1) Let’s Talk about where i faced difficulty
A s we all know the real world data is really a messy one , so i planned to visit to kaggle and take some dataset i will do some analysis , so i visited kaggle.com and searched for India dataset it showed me few result . so i planed of taking Startup India Dataset and i downloaded and loaded it , there comes the real task.
All of the columns in Object Type , when i convert df[“Date”] to datetime it’s not converted , df[“Amount”] to float it’s not converted , and a sound from my mind “let’s do this ” so i gone through each and every column it’s not a cleaned data , it’s still messy
so i found what are the things making my df[“Date”] to not convert-able column :
for i in Date.unique():
if len(i) >10 :
print(i)
elif i[-5] != "/":
print(i)---------------------------------------
output:
05/072018
01/07/015
\\xc2\\xa010/7/2015
12/05.2015
13/04.2015
15/01.2015
22/01//2015
so these are the date’s that caused me problem i fixed those
And moved to df[“Amount]:
I found lots of characters and symbols in the amount columns so i wrote code that only scrape the [0–9] and [ . ] with the help of re library.
import redef modifiy_int(amt): if amt is np.nan:
return np.nan
x = re.compile(“[\d|.]”)
x=x.findall(amt)
if len(x) >0 : return ‘’.join(x)
else:
return np.nan
And this solved my problems after that i filled all the NaN values with mean and mode so it finished my data cleaning area , and moved to visualization the DataSet source have a good questions.
Possible questions which could be answered are:How does the funding ecosystem change with time?
Do cities play a major role in funding?
Which industries are favored by investors for funding?
Who are the important investors in the Indian Ecosystem?
How much funds does startups generally get in India?
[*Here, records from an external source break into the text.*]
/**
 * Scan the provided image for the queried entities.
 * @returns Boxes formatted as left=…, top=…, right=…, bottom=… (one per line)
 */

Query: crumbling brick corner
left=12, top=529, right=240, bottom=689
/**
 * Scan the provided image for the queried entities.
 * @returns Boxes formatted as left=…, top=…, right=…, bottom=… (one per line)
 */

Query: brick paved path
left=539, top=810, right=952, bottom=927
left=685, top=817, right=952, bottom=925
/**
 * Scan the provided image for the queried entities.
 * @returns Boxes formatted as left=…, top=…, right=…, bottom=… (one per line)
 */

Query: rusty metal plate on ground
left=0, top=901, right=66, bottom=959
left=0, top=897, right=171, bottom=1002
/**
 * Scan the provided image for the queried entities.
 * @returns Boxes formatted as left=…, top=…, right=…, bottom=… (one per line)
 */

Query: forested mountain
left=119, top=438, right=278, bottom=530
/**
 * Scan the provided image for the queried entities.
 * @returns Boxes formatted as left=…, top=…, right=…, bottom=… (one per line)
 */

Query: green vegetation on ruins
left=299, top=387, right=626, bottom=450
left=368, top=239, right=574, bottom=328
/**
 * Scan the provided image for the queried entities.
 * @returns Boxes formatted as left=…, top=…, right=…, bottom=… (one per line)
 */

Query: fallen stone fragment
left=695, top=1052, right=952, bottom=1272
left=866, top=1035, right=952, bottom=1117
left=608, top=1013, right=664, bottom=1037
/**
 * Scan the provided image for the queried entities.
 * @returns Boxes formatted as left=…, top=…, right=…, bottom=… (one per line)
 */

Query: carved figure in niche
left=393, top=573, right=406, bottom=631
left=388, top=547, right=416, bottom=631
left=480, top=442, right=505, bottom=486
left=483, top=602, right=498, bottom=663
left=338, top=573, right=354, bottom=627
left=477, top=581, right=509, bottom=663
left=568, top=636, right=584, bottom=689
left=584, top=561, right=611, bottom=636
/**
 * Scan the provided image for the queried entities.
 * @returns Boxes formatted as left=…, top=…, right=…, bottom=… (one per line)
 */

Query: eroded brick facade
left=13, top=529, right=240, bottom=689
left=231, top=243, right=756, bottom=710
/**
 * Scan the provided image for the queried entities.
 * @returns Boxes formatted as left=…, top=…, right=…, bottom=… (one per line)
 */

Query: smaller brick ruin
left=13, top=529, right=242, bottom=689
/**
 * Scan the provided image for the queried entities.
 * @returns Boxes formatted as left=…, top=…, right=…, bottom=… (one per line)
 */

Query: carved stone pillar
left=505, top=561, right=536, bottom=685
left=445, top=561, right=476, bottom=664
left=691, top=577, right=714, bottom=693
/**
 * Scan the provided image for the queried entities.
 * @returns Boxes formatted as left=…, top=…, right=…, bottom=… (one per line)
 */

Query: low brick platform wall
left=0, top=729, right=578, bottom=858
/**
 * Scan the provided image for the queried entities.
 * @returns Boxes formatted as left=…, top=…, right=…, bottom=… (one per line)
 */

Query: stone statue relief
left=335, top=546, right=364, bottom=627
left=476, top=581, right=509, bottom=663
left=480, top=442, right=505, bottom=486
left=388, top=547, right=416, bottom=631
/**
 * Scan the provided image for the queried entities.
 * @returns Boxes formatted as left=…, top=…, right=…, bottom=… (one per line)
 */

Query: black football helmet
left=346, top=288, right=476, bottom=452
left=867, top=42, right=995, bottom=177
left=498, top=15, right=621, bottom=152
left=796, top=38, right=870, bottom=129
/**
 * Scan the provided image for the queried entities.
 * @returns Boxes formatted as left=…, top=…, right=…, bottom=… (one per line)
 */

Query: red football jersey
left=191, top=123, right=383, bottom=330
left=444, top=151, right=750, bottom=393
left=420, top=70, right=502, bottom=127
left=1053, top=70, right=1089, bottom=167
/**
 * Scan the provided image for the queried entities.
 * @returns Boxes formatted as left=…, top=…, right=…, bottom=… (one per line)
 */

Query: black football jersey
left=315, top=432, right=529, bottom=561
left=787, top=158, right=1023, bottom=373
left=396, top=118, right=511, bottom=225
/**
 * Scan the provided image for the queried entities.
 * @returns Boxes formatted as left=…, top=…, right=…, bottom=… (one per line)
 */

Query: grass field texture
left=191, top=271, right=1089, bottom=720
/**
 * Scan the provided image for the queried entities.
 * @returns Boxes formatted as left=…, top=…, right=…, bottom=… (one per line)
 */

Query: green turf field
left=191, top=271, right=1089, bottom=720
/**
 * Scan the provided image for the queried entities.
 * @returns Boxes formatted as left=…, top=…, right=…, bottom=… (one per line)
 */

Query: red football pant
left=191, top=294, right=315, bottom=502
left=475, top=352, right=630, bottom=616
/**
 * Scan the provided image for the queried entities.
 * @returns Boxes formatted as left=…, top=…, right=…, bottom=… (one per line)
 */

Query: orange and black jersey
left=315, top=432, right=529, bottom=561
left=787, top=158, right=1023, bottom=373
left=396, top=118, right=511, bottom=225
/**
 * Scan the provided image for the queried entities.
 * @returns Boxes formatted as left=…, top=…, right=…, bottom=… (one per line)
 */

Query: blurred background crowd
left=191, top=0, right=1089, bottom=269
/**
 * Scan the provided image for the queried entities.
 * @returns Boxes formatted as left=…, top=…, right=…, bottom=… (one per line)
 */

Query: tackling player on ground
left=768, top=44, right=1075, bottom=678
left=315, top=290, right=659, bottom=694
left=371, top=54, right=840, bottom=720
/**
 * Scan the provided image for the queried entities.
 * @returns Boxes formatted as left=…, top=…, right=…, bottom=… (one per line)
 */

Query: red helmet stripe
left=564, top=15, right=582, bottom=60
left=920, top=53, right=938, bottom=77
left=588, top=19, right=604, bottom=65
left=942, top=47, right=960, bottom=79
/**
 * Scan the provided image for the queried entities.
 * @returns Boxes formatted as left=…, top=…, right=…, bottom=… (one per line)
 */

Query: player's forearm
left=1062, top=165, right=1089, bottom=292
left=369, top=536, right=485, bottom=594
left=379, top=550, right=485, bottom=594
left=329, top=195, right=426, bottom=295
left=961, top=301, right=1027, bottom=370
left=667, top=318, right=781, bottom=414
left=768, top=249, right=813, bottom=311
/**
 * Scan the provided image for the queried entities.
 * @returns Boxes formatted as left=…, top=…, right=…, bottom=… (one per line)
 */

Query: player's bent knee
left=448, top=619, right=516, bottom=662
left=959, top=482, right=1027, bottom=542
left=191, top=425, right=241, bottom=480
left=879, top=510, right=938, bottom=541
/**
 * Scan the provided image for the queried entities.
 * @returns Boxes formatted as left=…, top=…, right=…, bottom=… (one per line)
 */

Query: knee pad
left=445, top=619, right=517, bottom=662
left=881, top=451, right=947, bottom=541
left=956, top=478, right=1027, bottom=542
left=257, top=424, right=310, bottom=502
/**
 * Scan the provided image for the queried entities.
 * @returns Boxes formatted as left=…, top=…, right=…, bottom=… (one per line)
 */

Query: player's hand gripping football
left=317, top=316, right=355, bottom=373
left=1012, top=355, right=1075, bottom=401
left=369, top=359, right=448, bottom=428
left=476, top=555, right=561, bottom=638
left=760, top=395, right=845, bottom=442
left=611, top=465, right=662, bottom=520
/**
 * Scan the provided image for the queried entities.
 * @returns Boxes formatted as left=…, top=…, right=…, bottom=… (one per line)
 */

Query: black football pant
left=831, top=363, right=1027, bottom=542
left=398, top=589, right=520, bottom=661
so i plotted few graphs on based that question ,
And I planned to take more dataset for my practice for next week till the September ends.
2)So what about IBM data science ?
I’m not a judge to say the result , I’ll say my opinion the course i took is Data Analysis with pandas part of IBM DS module. In this weak trust me i completed the 4 weeks course in a half-day the 5th weak is model creation i haven’t viewed the videos because i have planned the path to learn Machine Learning because I already know how the Algorithms works Theoretically (5–6 months ago) so i need to learn the math way. I think they haven’t coverd all the pandas function , EDA but they covered the Most Famous techniques.
3) Resources of the Week:
kaggle : Trust me we need to do lots of practice , Tera bytes of practice , while practice we can learn a lot , no matter at what stage you’re now , try to analyze a dataset with what you have learned.